I've had same error in AWS environment while locally everything was working fine. Got it fixed by adding before calling to_deltalake
:
boto3.setup_default_session(region_name='us-east-1')
Thanks, vavaan, for your update. That didn't work for me. Before calling to_deltalake
I currently have:
boto3_session = boto3.Session(region_name="ap-southeast-2")
I tried changing this to use boto3.setup_default_session(...)
but it was the same either way. When the call is made to set up the
DataRawTable the AWS_SESSION_TOKEN is still set to None and the conversion to PyString fails. In my program this is my first use of the S3 session, so maybe if you've already done something with the session before trying to write, the token will have been set to a non-None value and it works. But it doesn't work for me even if I've created the session as shown above.
Thanks again for your response.
I just set the unused AWS_SESSION_TOKEN to an empty string to override it from being set to None when calling to_deltalake to fix the issue:
boto3_session = boto3.Session(region_name="us-east-1")

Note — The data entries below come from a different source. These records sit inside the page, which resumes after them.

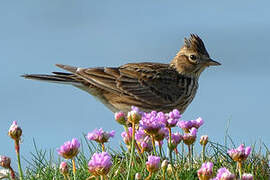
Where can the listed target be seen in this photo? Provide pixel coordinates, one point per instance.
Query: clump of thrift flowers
(171, 118)
(151, 123)
(100, 164)
(206, 171)
(120, 118)
(100, 136)
(247, 177)
(224, 174)
(63, 167)
(69, 150)
(5, 163)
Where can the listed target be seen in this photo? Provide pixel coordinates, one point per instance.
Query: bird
(146, 85)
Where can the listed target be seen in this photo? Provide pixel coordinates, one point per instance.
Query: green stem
(160, 148)
(74, 169)
(17, 148)
(203, 153)
(170, 151)
(132, 150)
(149, 176)
(12, 173)
(170, 145)
(103, 147)
(239, 164)
(154, 145)
(189, 155)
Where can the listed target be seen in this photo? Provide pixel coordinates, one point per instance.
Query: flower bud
(164, 165)
(138, 176)
(169, 169)
(153, 164)
(247, 176)
(5, 162)
(120, 118)
(15, 131)
(63, 168)
(190, 138)
(204, 140)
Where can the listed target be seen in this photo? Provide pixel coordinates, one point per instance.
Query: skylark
(149, 86)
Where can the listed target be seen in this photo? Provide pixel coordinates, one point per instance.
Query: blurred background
(37, 34)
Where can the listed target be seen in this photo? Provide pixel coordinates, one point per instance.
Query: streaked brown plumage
(149, 86)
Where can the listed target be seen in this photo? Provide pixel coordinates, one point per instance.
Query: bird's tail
(56, 77)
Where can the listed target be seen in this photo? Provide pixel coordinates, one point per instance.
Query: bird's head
(193, 57)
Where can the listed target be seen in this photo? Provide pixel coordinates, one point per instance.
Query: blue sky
(37, 34)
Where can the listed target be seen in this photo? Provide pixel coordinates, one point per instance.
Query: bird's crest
(196, 43)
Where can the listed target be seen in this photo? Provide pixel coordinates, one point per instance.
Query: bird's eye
(193, 57)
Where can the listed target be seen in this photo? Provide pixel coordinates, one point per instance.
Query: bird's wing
(151, 83)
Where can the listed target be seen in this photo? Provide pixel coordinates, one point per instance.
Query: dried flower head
(188, 125)
(224, 174)
(204, 140)
(100, 136)
(5, 162)
(15, 131)
(70, 149)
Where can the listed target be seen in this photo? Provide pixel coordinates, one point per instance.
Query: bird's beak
(211, 62)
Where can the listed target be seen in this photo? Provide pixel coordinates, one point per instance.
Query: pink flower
(224, 174)
(206, 171)
(120, 118)
(63, 168)
(100, 164)
(176, 139)
(171, 118)
(153, 163)
(240, 154)
(15, 131)
(100, 136)
(204, 140)
(70, 149)
(134, 116)
(190, 138)
(161, 134)
(151, 122)
(197, 123)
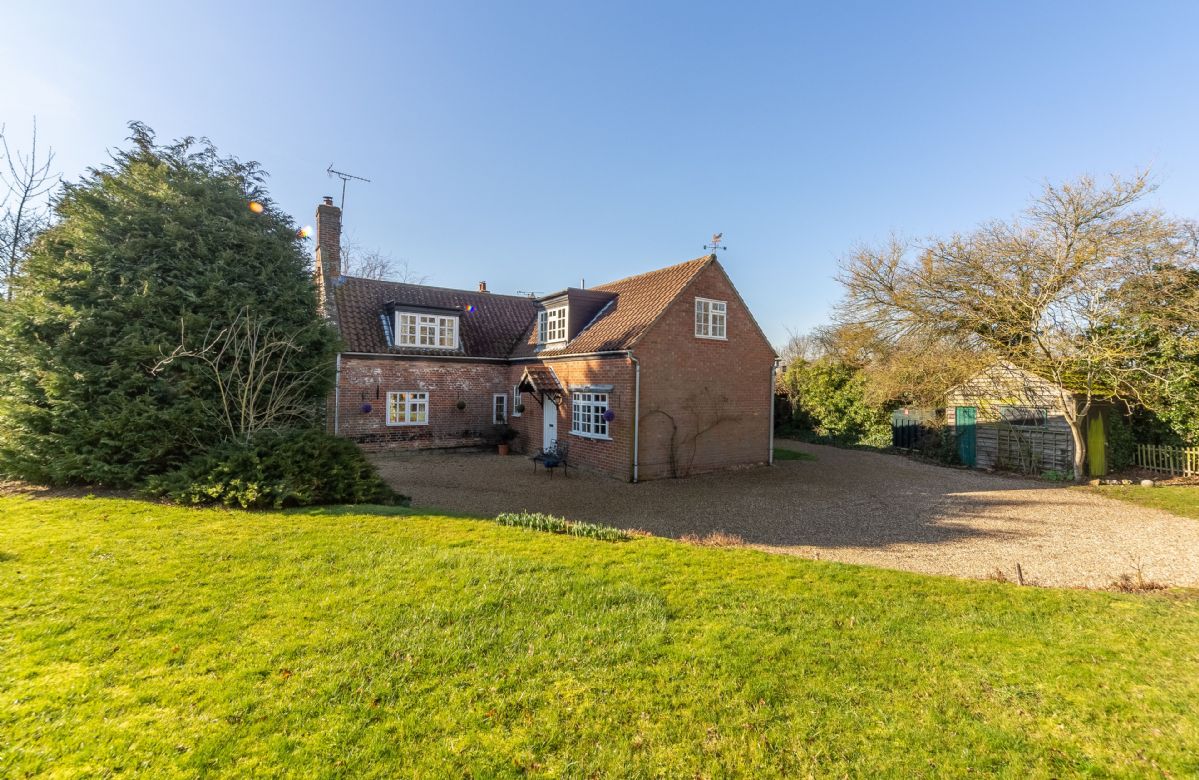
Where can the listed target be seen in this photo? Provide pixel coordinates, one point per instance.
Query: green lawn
(1182, 500)
(152, 641)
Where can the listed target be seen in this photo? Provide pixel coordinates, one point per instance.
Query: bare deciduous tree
(1041, 292)
(251, 366)
(373, 264)
(26, 181)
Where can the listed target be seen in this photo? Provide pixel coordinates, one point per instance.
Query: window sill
(591, 436)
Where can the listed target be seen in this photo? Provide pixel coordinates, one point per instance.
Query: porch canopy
(541, 381)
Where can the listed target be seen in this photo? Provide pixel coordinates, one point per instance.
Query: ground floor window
(588, 415)
(408, 409)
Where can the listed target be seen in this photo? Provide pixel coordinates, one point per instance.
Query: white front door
(549, 423)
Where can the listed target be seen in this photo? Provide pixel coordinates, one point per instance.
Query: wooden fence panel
(1029, 451)
(1170, 460)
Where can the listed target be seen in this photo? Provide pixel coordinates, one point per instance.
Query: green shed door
(964, 425)
(1096, 447)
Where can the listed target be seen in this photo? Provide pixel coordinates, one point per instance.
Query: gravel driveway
(847, 506)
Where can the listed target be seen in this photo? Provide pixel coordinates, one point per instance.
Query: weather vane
(345, 177)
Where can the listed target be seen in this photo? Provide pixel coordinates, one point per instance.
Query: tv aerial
(345, 177)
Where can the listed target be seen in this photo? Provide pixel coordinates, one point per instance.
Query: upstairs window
(552, 325)
(586, 415)
(710, 318)
(426, 330)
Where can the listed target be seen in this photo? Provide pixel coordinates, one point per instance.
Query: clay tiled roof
(639, 302)
(490, 330)
(505, 325)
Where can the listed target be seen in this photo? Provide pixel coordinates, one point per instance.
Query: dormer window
(432, 331)
(552, 325)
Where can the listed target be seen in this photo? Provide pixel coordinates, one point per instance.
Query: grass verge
(161, 641)
(1180, 500)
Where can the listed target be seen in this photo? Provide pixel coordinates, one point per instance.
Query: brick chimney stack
(329, 252)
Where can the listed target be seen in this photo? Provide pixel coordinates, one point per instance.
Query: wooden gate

df = pd.DataFrame({"c0": [1, 2, 3], "c1": [True, False, True], "par0": ["foo", "foo", "bar"], "par1": [1, 2, 2]})
wr.s3.to_deltalake(
path=path,
df=df,
index=False,
boto3_session=boto3_session,
partition_cols=["par0", "par1"],
overwrite_schema=True,
s3_allow_unsafe_rename=True,
s3_additional_kwargs={
'AWS_SESSION_TOKEN': ''
}
)
Marking this issue as stale due to inactivity. This helps our maintainers find and focus on the active issues. If this issue receives no comments in the next 7 days it will automatically be closed.